Although the evolution of the susceptible population in Colombia (regulated by parameter α) indicates a lower expected growth rate, this does not mean that it is due to an adequate handling of the disease but rather to the fact that it is conditioned by the results of the infected and recovered populations. A slowing effect of the susceptible population triggers a slow evolution and progress of the infected group, who have more possibilities of contagion. This is contrasted by the considerably high growth rate of the infected population (1.2) with respect to the integer model (1). Indeed, under these conditions, the average number of individuals who are infected by just one person is expected to be around 0.35. This condition makes the susceptible group to remain approximately constant but the infected population to increase rapidly even during a strict lockdown.
Moreover, the evolution of the recovered population shows a favorable growing tendency that overshadows the differential growth of the other two populations (susceptible and infected individuals). This, in turn, suggests that infected people have a high resistance to the disease and that if there were eventually no infected individuals or external influences, the pandemic would end satisfactorily in a few weeks. This is contrasted by γ, which indicates that, under the growth distribution of the recovered population, each infected individual recovers in 4-10 days or, otherwise, dies after 4-10 days.

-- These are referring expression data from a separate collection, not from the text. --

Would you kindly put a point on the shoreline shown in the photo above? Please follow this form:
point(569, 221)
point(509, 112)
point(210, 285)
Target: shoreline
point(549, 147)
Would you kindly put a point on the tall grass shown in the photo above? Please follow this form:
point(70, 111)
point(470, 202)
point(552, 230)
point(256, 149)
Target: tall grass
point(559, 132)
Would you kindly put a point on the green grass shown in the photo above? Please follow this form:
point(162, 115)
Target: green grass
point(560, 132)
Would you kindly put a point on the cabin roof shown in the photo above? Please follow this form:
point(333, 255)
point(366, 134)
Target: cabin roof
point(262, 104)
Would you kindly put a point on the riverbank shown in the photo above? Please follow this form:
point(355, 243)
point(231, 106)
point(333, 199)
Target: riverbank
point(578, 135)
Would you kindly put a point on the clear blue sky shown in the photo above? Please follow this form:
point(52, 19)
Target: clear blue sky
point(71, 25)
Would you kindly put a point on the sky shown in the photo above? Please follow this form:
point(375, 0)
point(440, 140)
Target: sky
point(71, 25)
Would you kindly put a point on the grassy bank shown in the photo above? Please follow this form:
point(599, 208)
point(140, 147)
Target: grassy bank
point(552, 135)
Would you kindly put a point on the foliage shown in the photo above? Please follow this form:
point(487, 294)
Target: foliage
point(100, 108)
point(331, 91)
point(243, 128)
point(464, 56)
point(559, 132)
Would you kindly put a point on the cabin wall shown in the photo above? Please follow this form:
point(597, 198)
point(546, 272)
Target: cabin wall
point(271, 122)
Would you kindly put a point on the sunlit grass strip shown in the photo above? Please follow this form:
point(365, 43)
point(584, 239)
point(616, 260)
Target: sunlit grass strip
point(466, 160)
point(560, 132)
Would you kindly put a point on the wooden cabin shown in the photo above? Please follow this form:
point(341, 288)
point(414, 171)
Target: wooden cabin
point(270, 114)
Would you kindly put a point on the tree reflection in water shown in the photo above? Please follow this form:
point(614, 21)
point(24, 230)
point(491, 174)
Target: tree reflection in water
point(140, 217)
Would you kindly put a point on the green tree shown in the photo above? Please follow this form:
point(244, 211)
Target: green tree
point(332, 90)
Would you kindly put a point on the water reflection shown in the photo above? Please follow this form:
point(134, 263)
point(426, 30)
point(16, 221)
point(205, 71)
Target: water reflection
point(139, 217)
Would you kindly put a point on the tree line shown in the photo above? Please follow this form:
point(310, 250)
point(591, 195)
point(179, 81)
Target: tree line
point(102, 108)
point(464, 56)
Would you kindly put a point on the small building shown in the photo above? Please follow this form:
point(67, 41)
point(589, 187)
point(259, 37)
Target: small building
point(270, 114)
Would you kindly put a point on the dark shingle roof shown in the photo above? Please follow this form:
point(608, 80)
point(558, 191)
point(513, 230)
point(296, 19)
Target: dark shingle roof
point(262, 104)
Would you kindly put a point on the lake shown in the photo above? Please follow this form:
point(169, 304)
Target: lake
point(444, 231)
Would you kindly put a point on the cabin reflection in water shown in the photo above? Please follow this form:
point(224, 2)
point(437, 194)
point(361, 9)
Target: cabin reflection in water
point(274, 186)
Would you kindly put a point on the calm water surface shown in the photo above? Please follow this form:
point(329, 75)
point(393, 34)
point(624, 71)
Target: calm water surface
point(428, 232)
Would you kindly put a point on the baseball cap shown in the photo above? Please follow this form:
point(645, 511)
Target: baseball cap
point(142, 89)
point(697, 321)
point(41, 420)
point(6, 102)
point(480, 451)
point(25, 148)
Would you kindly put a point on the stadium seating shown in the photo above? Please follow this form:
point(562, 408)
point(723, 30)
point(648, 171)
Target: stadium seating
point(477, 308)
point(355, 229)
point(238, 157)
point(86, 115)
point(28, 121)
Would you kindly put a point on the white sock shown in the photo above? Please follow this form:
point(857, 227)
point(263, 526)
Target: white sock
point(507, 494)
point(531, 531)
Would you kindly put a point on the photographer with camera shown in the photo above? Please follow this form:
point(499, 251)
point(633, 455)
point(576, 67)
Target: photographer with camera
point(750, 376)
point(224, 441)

In the case of France, the growth of the recovered population, as well as parameters β and γ, imply a different context because the low recovery rate is attributed to the low infection rate. Therefore, although the growth of both populations is similar due to their fractional growth coefficients, the results indicate a smaller population, which is contrasted by the lower slope and curve of the French population with respect to that of Colombia.
3. CONCLUSIONS
The data used in this study show different behaviors of SARS-CoV-2 in its initial stages of evolution, thus demonstrating that the sociopolitical conditions in Colombia and France are quite different. However, despite these differences, the model was easily adapted because the evolution of the disease exhibited a growth that was expected for the fractional dynamics. Hence, the use of fractional differential equations to model dynamical systems is found to be a favorable alternative that improves the accuracy and proximity of the biological phenomena of disease spread provided by integer models. This can be observed in the results obtained here regarding SARS-CoV-2 propagation in Colombia and France, where the complexity of the models did not increase.
The fractional transformation method has proven to be a suitable choice for solving most linear and nonlinear fractional differential equations; it produces satisfactory results and is employed to develop extremely useful tools to solve fractional equations. For instance, the BOBYQA optimization algorithm fits very well in the minimization of orders in fractional equations, as well as in the metrics used to evaluate it. In addition, it can be easily adapted to other type of complex systems.
Although the fractional model provides a suitable fit to SARS-CoV-2 propagation in two different countries with very different health policies, the fractional-order SIR model, which can be applied to multiple contexts due to its flexibility, is only a baseline approximation that makes it possible to describe the evolutionary nature of the infection. It can be improved or adjusted to address a particular context by increasing the interaction between populations or by adding more populations, like to the sir model is a guiding basis for the structuring of more complex models. According to our results, the SIR model had some restrictions in the curve of the recovered population in Colombia due to a limitation in the model assumptions.